I wrote in another post that the risk of being reported to Barnevernet (the Norwegian child protection service) may vary between families, and that we seem to be collecting such reports. My children has been in Russia throughout the school year, now they have vacation and the whole family is reunited in Oslo. After no more than two weeks we already wind up with yet another report.
I'm supposed to work from home those days. This morning my wife said that she needed to leave the house, and before I could complain she said: "... but the kids are sleeping anyway". Right. Only minutes after she had left the house the seven year old got up and immediately started waking up the two years old. I almost got through the morning meeting without interruptions. Afterwards the two youngest wanted to go out for a walk - she wanted to see if she could find some wild strawberry in our small local patch of forest, maybe ~150 meters from home. I told them to eat breakfast first, but she rather wanted to take a lunch box with her and eat it outdoors.

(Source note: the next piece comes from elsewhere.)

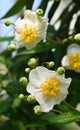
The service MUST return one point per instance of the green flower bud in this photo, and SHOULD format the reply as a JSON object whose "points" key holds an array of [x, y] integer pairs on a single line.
{"points": [[21, 96], [7, 22], [32, 62], [23, 80], [26, 12], [12, 47], [77, 37], [39, 12], [31, 99], [51, 64], [61, 70], [37, 110], [27, 70]]}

Well, why not. To me it sounded like a very good idea - much better that they went out for a walk instead of hanging around indoors at home, probably doing nothing but staring into screens. It would be better for them and better for me as I could work without being disturbed. I helped packing a lunch box with sandwiches and another box with some sliced fruits and vegetables and helped them out the door. She packed the lunchboxes down into some toy suitcase with wheels - not the best thing for going to the forest, but it was lightweight and they were not going far. The youngest is only two, sending him out for a walk with a seven years old sister is maybe a bit in the borderland ... but then again, what could possibly go wrong? I once more made sure that they would only go to the local "forest", where I could easily find them if they wouldn't come home in reasonable time.
Perhaps you have children on the age of two and seven, and perhaps you find it utterly irresponsible to send them out alone, and most probably you are right - but children are different! This two year old boy is super-easy to take for a walk - he loves it, he joins where we are going, he's holding hands, and he's not running away. The sister cares a lot for him, they have a strong bond. It was close to home. If it would start raining heavily they even had an umbrella with them - the only problem, she won't speak with strangers (selective mutism).
A lady with a 7 months old infant was also going for a walk in the local forest, met our children, asked questions, got no response and called the police. The police followed my children home, and as my daughter came in the door I noticed the face of a police officer at the outside of our window staring into our living room! There were four armed officers with a big van questioning me, and staying put right outside our house while discussing the case and filing a report, they requested to come in and inspect the house (which indeed looks quite messy by now), they totally spent more time at our place than what the kids spent on their trip to the forest. I considered that it would be smart telling that the kids actually lived in Russia, as it could help explain why they didn't speak, as well as why the oldest didn't go to school. That did not turn out so well when my wife came home, she insisted we were living on this address ... so there were new rounds of questioning. And of course, they will file a new "message of concern" to Barnevernet. Now we probably have to meet there once more and try to explain Barnevernet that the real problem here was the deployment of armed police, not that the kids were eating breakfast in the outdoors.
My wife is a bit more into network building than me. After getting my daughter to describe the person she had met, and considering it must be someone that has newly moved into our area she soon enough had a name on her block. Together with a friendly neighbour they decided to pay her a visit, so she confirmed she had met them and reported it to the police. It's for sure a dilemma on what to do when meeting children that looks like they are a bit too young, a bit out of the place and won't speak.
We (as in me, my wife and the 7 year old girl) are still quite shocked from the happenings today and wondering what we can do to avoid this in the future. I strongly believe it's good for children to enjoy the outdoors and visit neighboring children without having to be followed by adults all the time, but by now we don't feel quite safe in this country.